More than 10,000 acres of scenic meadows, forests and trout streams in the Sierra Nevada 10 miles west of Lake Tahoe have been preserved in a deal in which environmentalists hope to prove that thinning out overgrown forests can increase California’s water supply.

The Northern Sierra Partnership, an environmental group based in Palo Alto and founded by longtime Silicon Valley leaders Jim and Becky Morgan, joined with the Nature Conservancy and the American River Conservancy to buy the land for $10.1 million from Simorg West Forests, a timber company based in Atlanta.

The deal, which closed Aug. 5, preserves a landscape south of Interstate 80 in Placer County adjacent to Granite Chief Wilderness in the Tahoe National Forest. The land contains more than 20 miles of blue ribbon trout streams.

Home to black bears, mountain lions, deer, songbirds and other wildlife, the remote property also includes the headwaters of two of California’s popular whitewater rafting rivers, the North and Middle forks of the American River.

“There are forests and meadows, and granite outcroppings,” said David Edelson, Sierra Nevada director for the Nature Conservancy. “There are terrific views looking down the American River watershed and toward the Granite Chief Wilderness.”

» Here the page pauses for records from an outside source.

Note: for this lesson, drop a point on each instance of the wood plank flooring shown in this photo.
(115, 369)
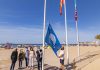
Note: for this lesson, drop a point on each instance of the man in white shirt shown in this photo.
(61, 56)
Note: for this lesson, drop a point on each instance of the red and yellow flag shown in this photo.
(61, 4)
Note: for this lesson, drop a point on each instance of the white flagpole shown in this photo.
(66, 29)
(77, 39)
(77, 33)
(44, 34)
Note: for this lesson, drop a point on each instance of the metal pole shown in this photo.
(66, 31)
(44, 34)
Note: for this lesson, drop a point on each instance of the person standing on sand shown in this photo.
(27, 57)
(13, 59)
(38, 58)
(31, 57)
(21, 58)
(61, 56)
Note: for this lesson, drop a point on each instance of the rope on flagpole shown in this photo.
(76, 21)
(66, 31)
(44, 34)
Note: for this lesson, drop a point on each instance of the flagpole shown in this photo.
(76, 21)
(77, 39)
(44, 34)
(66, 29)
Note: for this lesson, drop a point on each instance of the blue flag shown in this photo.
(52, 40)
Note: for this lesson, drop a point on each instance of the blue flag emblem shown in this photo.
(52, 40)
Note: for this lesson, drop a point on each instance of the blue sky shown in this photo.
(21, 21)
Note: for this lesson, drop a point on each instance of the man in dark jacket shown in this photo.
(13, 59)
(21, 58)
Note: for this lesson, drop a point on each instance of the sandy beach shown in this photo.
(89, 58)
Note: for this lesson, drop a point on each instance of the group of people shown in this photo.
(29, 56)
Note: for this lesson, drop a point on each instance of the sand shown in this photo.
(89, 56)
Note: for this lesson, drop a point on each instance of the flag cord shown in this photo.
(66, 30)
(43, 47)
(77, 32)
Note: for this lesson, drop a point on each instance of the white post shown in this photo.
(77, 39)
(44, 34)
(66, 29)
(77, 32)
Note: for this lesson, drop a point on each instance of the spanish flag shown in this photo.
(61, 4)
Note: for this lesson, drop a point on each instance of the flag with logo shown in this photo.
(52, 40)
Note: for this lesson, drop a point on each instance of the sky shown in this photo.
(21, 21)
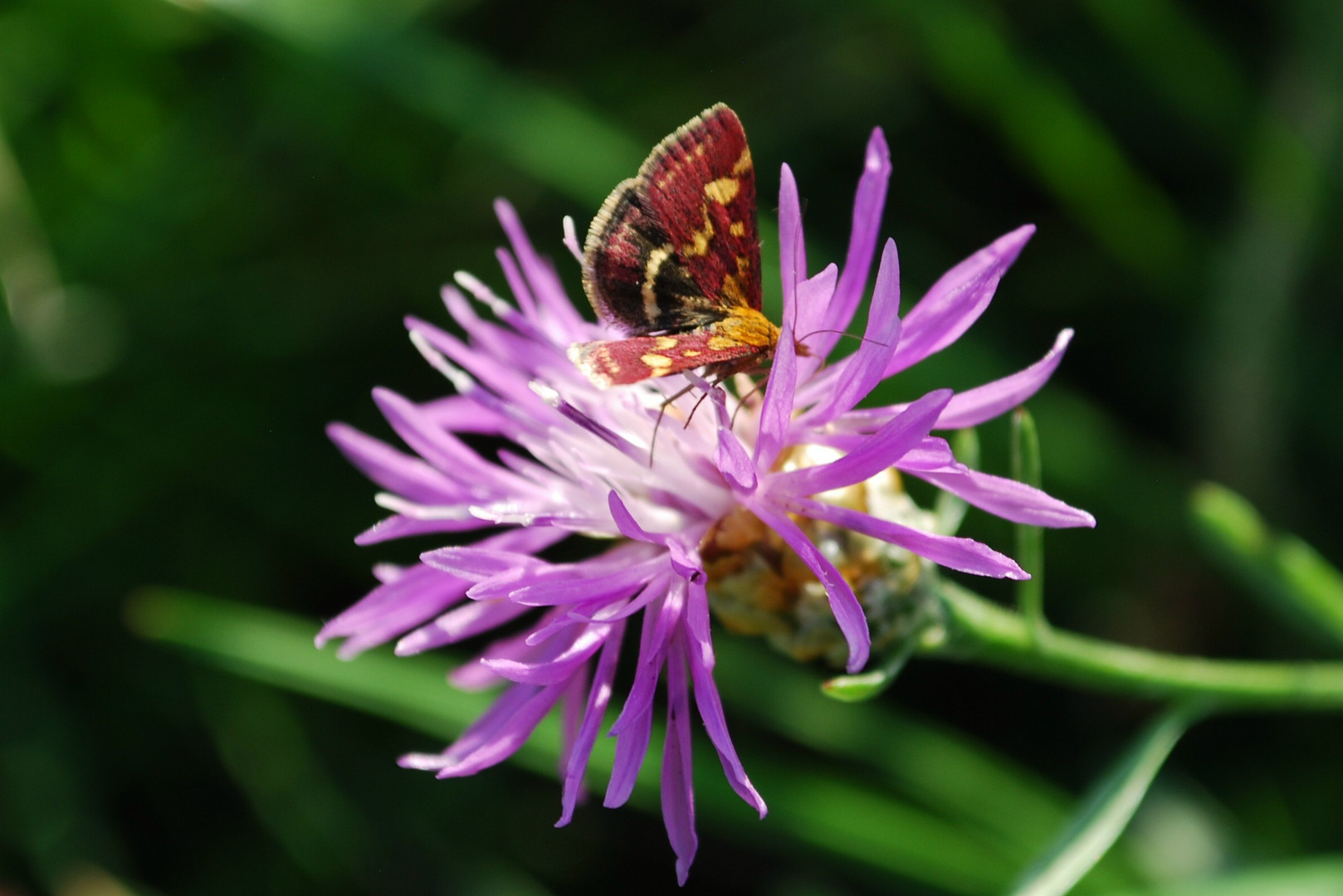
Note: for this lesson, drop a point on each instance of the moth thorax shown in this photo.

For years, loggers turned the property’s evergreen forests into wooden crates for Central Valley fruits and vegetables. Now the environmental groups plan to remove old logging roads and restore the landscape.

But more significant, the purchase could change how California, now suffering through the fourth year of a historic drought, manages its Sierra Nevada forests in ways that might provide more water to cities, farms and the environment.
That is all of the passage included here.